How happy is the blameless vestal’s lot
The world forgetting, by the world forgot
Eternal sunshine of the spotless mind
Each pray’r accepted, and each wish resign’d

Rating: ♚♚♚♚♚

Broadway Danny Rose (1984)

On January 1st, a large number of Netflix instant streaming films were going to expire so I did my best in trying to watch all the ones I wanted to see. One of those films was Broadway Danny Rose. I had been acquainted with Woody Allen’s films before this one, including Midnight in Paris, Manhattan, Sleeper, and Annie Hall. Regardless of those small numbers, I absolutely love Woody Allen and he is one of my favorite directors (I mean, my favorite movie is Annie Hall). I got about 30 minutes into the film when my Internet decided to stop working and by the time it did start working it was already the 1st.

I came across a post on Tumblr that someone made of their favorite Woody Allen movies. I realized I had only seen 3 of the 10 films and knew that had to change.

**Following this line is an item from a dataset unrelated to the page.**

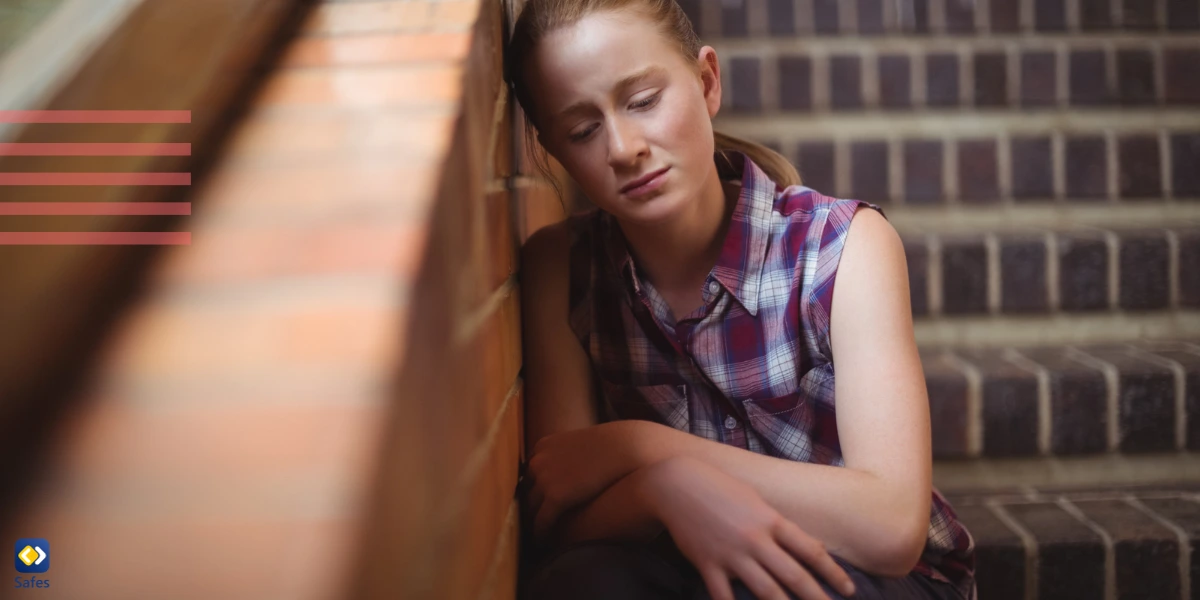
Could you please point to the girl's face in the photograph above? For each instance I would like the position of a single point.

So began my shopping spree on the library site. I am proud to say that I have 7 Woody Allen films on reserve and when they come in I will be having a Woody Allen week (so expect a lot posts that week!)

I decided to double-check Netflix and see if there were any Allen films and to my surprise Broadway Danny Rose was back on instant stream! I didn’t even mind that it was 1 in the morning: I was going to finish that movie.

I remember thinking when I watched it before that Allen’s character was softer, kinder, and perhaps a tad more vulnerable than his other characters. He isn’t quick to judge and doesn’t condemn other people as he does in his previous films. He doesn’t hold himself higher than others in Broadway Danny Rose. He is a simple guy trying to help his clients succeed. He does whatever he can to help them and is genuinely loves them.

I love the structure of this film; I think that’s what I love about a lot of Allen’s films: the structure. In this one, a group of guys who know Danny (Allen) are out to lunch and one of them is telling a story of Danny, thus the beginning of the film’s plot. Throughout the film, we cut back to the guy telling his friends the story. It is reminding us that this film is  being told in that perspective rather than real time and that we are also one of the listeners at the table.

Mia Farrow reminded me a lot of Diane Keaton for some reason in this film, or I suppose I should say in some places she did. Though I’m not sure that I could see Diane fulfilling that role. But either way I loved Mia in this movie. She played her character so well and she looked fabulous in those glasses.

The ending was so touching and, for me, it was because of his Allen’s personality. It’s just a side that I haven’t seen in his other films. I’ve always pictured Allen as only being able to play the witty-judgmental type but I was wrong. There is this one shot, when Mia comes over on Thanksgiving, that only has Allen in it and the look in his eyes and his woebegone face, ugh it just killed me :(

I wouldn’t say that this film has any really outstanding qualities that separate it like Annie Hall. Perhaps the only one being, for me, Allen’s character. But don’t let that turn you away. Really this film was so sweet, touching, and quietly perfect in a sense. The use of black and white also empathized the quality of romance and tenderness that I think wouldn’t have been achieved if Allen had used color.

I definitely recommend this film especially if you are like me and are just beginning to explore Allen’s filmography.